Does it make sense for the Giants? Yep. The Giants’ roster is in flux, but they could use a bat that packs as much punch as Pederson’s in their expansive park. Only having to commit to one season? Even better.
Does it make sense for Pederson? He probably wouldn’t have the $19.65 million annual value on the open market, so if he feels comfortable in San Francisco and believes he can replicate the heightened production, this could work out well for him. Pederson will still only be 30 on opening day.
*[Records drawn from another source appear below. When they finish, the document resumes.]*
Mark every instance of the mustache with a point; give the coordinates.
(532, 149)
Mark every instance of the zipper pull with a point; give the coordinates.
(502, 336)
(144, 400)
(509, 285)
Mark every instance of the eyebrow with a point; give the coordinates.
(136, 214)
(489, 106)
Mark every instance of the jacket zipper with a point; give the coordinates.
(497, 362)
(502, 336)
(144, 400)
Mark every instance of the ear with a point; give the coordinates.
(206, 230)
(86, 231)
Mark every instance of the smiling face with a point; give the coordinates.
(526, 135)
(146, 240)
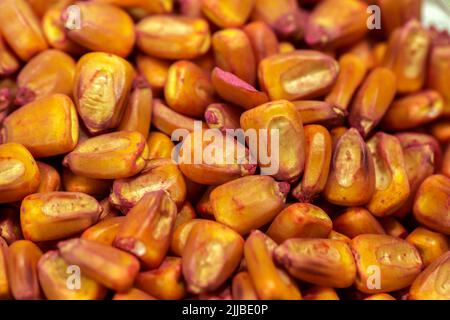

Texas Rangers re-sign starting pitcher Martin Perez on 1-year, $19.65 million qualifying offer
The veteran left-handed starter has found a home in Texas. The definition of a meh back-end starter for most of his career, Perez returned to Texas after three seasons away and posted a career-best year, with a 2.89 ERA in 32 starts. Everyone was happy!
So happy the Rangers, amid an attempt at returning to contention, declined to deal him at the deadline and then gave him the qualifying offer to see if he wants to try to run it back. Answer: He does.
Does it make sense for the Rangers? I can’t pretend I understand Perez’s breakout year. He missed more barrels in 2022, but most of his numbers point to regression toward a more average future. I wouldn’t have dished out a $19.65 million offer to Perez, based purely on projections. That said, this is a case where the gap between public information and the team’s knowledge of Perez might just be the entire story. Texas hasn’t been pinching pennies, so if they like Perez in their rotation and clubhouse and aren’t going to skimp on other reinforcements, keeping him around is great.
Does it make sense for Perez? Yes. Sticking where he has had success is perfectly reasonable, and there’s no way he would have matched that annual salary on the open market.